Alas I was wrong, and finally this weekend the (A-)bomb dropped and my worst fears, unthinkable as they were, turned to be very real indeed. Sunday morning, after another night alone in the town, my gf came back and told me she was leaving and was in love with someone else. I immediately knew who ofcourse. She started then to pack her bags and tried to leave. However I panicked, locked the door and said she couldnt leave. I was reasoning that she had nowhere to go, and I couldnt let her wander and sleep on the streets. I probably went wrong there, but I did not know what to do. Later my best friend came by and started 'explaining'. He confirmed he also had feelings for her. When I asked him whether he was gonna ignore those feelings (as I said a best friend is supposed to do in this scenario), he couldnt say yes to that. He only said he wouldnt 'act' on them right now, but couldnt say he was always gonna ignore them... even though my raging reactions clearly gave the message that I was of course NOT OK with that.
In the end she left the house, because she said she couldnt stay here with me. She said she doesnt love me anymore, that she's unhappy. I retorted that she was unhappy because of her situation, and her joblessness, and not because she lost feelings for me and got 'feelings' for some best friend who happens to be a better 'talker' than I am. However, she left with him, to stay at the house he's renting with some friends. Because she didnt have anywhere else to go. My friend did assure me that he wouldnt touch her, and would give her a chance to come back. I of course know better than to consider that a real assurance. I felt betrayed, deeply betrayed by my best friend. He said he didnt agree with my position that you cant date your best friends 'ex' (which she isnt yet in my opinion).

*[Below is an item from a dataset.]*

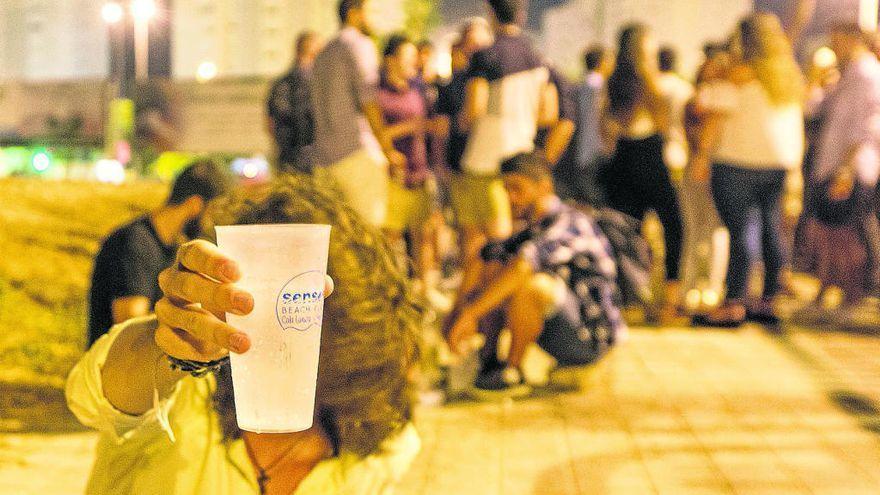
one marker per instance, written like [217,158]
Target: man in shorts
[553,283]
[508,97]
[352,150]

Yes, things have not been going great lately. We've had several conversations lately about how she feels unhappy, and she thinks she lost feelings for me. But lately I also noticed I managed to change some serious flaws about my character in a positive way. I was trying so hard Yes, I didnt want to do stuff or go out, while she did manage to do things with my friend. But I was changing all that
Anyway, that about tells the story in a nutshell. Basically she's over there now, and I hear little from her. I send her a few texts now and then, to let her know that I still think about her. Yesterday I had a rage on the telephone where I yelled that her that she was making a huge mistake, that her feelings are not real, that she's confused. I don't know what to do. Maybe I would be a bit more at ease if she would be at a neutral party's home, or if this would be a 'normal' breakup, without a third party in the first place. But now its double shit. I cant communicate with her, but he can talk to her all he wants. An unfair competition indeed I would say. So I don't really know how to handle this. She surely feels it's 'so much better' with him, because she feels she can talk to him, even though she can always talk to me too. I feel she's naive and blind. But I want her back.
If this would be final, I would have lost my girlfriend, my best friend, the ability to go into town, to my favorite bar, because they will be there. The ability to hang out with my other friends, because theyre from the same friends circle, and its not like they would distance themselves just cos my best friend is a ****ing lying backstabbing betraying asshole.
So any help or feedback is welcome. Thank you.